Las tres medidas preventivas recomendadas y validadas científicamente alrededor del mundo siguen siendo las mismas: 1) lavarnos constantemente las manos con agua y jabón o utilizar gel antibacterial con alcohol al 70%; 2) usar cubrebocas; 3) distanciamiento social. Es la tercera de estas medidas la que nos está costando más trabajo cumplir, a escala planetaria.
Si no queremos esperar a que sea el miedo lo que nos mueva, podemos intentar conectarnos con otras emociones, necesidades y valores y actuar desde ahí. El amor, el sentido de propósito, la pertenencia a una comunidad, se ha comprobado, son motivadores de la conducta mucho más eficaces a largo plazo, para la mayoría de los seres humanos. Imaginar formas de experimentar estas emociones y valores con otras personas, salvaguardando nuestra salud, sigue siendo la estrategia más idónea para satisfacer nuestras necesidades psicológicas y encontrar consuelo.
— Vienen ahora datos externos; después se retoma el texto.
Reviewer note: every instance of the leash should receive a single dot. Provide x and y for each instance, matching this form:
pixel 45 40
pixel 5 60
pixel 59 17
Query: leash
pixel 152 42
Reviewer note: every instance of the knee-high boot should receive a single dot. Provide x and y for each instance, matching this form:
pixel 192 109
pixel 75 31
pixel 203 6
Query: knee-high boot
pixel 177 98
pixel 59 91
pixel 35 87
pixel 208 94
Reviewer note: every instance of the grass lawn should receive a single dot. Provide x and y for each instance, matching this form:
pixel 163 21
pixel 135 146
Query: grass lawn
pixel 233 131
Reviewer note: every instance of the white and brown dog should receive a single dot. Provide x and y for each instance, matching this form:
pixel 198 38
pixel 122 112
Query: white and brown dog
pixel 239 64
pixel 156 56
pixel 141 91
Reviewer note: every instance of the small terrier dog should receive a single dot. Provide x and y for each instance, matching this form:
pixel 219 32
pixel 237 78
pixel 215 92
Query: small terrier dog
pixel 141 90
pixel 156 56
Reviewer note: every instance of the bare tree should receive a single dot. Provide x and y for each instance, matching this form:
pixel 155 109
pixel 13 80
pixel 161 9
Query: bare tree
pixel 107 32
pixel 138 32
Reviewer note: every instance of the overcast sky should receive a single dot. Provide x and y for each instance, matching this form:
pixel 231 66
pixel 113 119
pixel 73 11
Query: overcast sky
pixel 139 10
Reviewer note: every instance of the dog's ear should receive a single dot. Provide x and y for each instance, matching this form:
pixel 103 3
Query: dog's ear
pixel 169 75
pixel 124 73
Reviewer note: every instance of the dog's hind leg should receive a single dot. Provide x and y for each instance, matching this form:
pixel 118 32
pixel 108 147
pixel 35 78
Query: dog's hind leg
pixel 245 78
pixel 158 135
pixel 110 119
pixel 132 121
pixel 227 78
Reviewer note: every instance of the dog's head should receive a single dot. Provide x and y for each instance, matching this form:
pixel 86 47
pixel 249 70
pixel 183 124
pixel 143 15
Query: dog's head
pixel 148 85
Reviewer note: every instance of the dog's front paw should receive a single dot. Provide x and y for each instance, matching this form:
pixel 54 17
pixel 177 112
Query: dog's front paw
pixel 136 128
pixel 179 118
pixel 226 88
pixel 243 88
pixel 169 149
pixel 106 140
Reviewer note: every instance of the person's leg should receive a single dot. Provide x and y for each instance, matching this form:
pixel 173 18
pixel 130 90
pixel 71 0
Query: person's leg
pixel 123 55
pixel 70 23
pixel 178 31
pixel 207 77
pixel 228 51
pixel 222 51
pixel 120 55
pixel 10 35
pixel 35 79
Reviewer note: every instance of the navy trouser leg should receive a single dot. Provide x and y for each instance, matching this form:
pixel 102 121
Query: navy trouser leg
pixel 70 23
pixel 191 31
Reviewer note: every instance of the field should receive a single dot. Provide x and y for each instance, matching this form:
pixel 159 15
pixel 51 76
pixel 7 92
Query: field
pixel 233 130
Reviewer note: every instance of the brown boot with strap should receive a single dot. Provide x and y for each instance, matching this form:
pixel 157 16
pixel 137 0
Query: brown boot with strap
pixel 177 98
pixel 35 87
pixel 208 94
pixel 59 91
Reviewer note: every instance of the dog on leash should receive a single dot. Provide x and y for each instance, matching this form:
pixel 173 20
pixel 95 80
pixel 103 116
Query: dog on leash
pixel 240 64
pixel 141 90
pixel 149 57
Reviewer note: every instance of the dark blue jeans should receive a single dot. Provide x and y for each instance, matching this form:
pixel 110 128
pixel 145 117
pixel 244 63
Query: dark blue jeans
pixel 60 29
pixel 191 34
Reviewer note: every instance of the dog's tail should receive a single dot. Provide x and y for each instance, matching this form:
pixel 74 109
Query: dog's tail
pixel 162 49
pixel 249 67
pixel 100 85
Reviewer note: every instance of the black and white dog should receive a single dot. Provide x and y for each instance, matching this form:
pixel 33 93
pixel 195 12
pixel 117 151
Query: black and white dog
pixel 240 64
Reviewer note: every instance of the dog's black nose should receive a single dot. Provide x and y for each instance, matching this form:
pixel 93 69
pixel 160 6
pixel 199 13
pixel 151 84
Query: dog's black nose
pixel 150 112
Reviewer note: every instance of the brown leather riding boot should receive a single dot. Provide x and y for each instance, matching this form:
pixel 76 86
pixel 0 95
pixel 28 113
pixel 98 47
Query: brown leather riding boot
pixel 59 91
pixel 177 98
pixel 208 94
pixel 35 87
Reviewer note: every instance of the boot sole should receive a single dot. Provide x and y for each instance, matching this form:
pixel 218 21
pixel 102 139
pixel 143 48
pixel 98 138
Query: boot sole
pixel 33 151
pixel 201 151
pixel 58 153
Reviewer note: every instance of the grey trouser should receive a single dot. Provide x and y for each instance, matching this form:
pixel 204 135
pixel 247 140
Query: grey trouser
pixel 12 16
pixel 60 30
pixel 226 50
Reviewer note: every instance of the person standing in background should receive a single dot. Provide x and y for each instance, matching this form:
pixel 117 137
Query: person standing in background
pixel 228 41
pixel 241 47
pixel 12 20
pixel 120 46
Ante la generalización de la fatiga pandémica, algunas-os especialistas en psicología social han comenzado a recomendar que adoptemos un enfoque reduccionista. Este enfoque suele aplicarse para conductas dañinas, de las cuales no podemos abstenernos. Consiste en reducir al mínimo dichos comportamientos. De esta manera, se aminoran los riesgos, aunque no se eliminan. Si ya no podemos seguir sin ver a nuestros seres queridos, podemos optar por hacerlo, enfocándonos activamente en reducir los riesgos, lo más posible. Esto incluye reunirnos en encuentros breves, de máximo 3-4 personas, de preferencia al aire libre o en espacios muy bien ventilados, practicando la distancia social de al menos metro y medio, usando cubrebocas y cuidando la higiene al máximo. De optar por este enfoque, los y las expertas recomiendan tener siempre presente que nuestra reunión será tan segura como el riesgo más grande que haya corrido cualquiera de las personas ahí presentes.
Una última recomendación para lidiar con el otoño de nuestro descontento es la práctica disciplinada de la empatía. Entendamos que todas las personas estamos haciendo complejas negociaciones entre el riesgo, la felicidad, la supervivencia, la fatiga y la satisfacción de necesidades fundamentales. Y para esta clase de negociaciones profundamente íntimas y humanas no hay reglas ni manuales.